Il presupposto di ogni restauro è il riconoscimento del bene oggetto d’intervento come bene culturale, si rende quindi sempre indispensabile conoscerne preventivamente la storia e valutarne il valore prima di procedere. Se si acquisisce questa sensibilità si riesce facilmente a comprendere come la finalità di un intervento di restauro non sia quella di riportare l’oggetto “all’antico splendore”, come spesso si legge sui giornali, ma piuttosto quello di conservare al meglio quanto dell’oggetto è giunto fino a noi, compresa la sua storia, con grande rispetto delle cicatrici che il tempo ha posto sulla materia, perché sono proprio queste che ci parlano di quanto è accaduto.

Museo Leonardo da Vinci

Il restauro della locomotiva storica di Brescia ha rappresentato un intervento tecnico e metodologico complesso, fondato sul riconoscimento del valore culturale del bene.
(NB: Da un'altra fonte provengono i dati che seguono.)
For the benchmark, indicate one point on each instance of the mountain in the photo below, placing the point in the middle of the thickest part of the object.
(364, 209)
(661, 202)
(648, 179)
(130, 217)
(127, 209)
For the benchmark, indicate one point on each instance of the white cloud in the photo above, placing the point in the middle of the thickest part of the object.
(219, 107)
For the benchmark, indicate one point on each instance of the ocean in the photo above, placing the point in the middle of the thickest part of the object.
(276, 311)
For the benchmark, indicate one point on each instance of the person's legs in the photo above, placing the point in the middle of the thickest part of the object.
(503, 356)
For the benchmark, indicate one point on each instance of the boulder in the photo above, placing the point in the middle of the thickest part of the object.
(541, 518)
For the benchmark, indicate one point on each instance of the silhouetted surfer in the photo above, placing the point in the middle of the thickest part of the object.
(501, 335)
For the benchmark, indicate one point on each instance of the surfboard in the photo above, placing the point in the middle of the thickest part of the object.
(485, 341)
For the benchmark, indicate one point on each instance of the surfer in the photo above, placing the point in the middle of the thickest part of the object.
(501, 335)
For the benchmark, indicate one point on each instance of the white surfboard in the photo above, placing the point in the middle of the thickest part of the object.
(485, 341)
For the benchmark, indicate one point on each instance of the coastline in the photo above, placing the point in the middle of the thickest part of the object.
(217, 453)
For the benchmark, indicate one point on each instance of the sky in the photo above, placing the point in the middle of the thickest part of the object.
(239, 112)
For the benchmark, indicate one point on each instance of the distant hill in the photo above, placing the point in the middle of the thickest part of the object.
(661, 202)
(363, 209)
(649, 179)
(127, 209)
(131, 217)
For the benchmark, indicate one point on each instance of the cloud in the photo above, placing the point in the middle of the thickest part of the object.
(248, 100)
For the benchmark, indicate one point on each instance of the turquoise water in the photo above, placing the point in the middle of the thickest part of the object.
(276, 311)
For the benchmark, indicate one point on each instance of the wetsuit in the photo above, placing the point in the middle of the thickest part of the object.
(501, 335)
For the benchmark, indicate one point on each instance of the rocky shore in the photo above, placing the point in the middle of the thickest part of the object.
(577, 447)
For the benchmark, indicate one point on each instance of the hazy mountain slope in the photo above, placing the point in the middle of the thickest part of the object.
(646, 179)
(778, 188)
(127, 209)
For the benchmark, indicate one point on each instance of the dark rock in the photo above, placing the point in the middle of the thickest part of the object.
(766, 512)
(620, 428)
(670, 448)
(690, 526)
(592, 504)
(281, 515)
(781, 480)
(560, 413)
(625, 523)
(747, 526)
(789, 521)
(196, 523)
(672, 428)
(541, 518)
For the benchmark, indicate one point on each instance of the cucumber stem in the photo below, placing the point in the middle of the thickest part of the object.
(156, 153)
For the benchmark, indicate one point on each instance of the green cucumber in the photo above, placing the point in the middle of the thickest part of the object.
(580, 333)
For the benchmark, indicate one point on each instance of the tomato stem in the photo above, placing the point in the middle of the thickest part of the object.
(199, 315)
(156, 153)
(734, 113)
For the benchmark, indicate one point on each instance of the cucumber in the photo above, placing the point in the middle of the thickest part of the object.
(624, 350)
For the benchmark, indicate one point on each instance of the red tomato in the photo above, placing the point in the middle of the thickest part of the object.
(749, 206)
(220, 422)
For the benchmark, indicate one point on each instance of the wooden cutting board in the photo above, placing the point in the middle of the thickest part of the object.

Non un semplice “recupero estetico”, ma un atto consapevole di conservazione scientifica applicata a un oggetto tecnico-industriale.

L’approccio ha trasferito i principi del restauro “artistico” — reversibilità, minima invasività, riconoscibilità — al contesto dei beni tecnico-scientifici. Si è evitata la sostituzione arbitraria: ad esempio, le lastre metalliche non sono state raddrizzate ma integrate, i perni ricostruiti con fedeltà, le vernici selezionate per equilibrio tra resa estetica storica e durabilità contemporanea. Ogni intervento è stato documentato e calibrato, incluse le strutture interne reversibili come le reti metalliche o la vasca posteriore di raccolta acqua. Il progetto metodologico, richiesto dalla Soprintendenza e sviluppato nell’ambito delle azioni dell’Osservatorio sul Patrimonio Scientifico e Tecnologico del Museo Nazionale della Scienza e della Tecnologia, ha evidenziato l’importanza di un dialogo interdisciplinare tra tecnici, storici e progettisti, e ha reso la locomotiva un documento vivo della storia della tecnica e dell’identità collettiva urbana.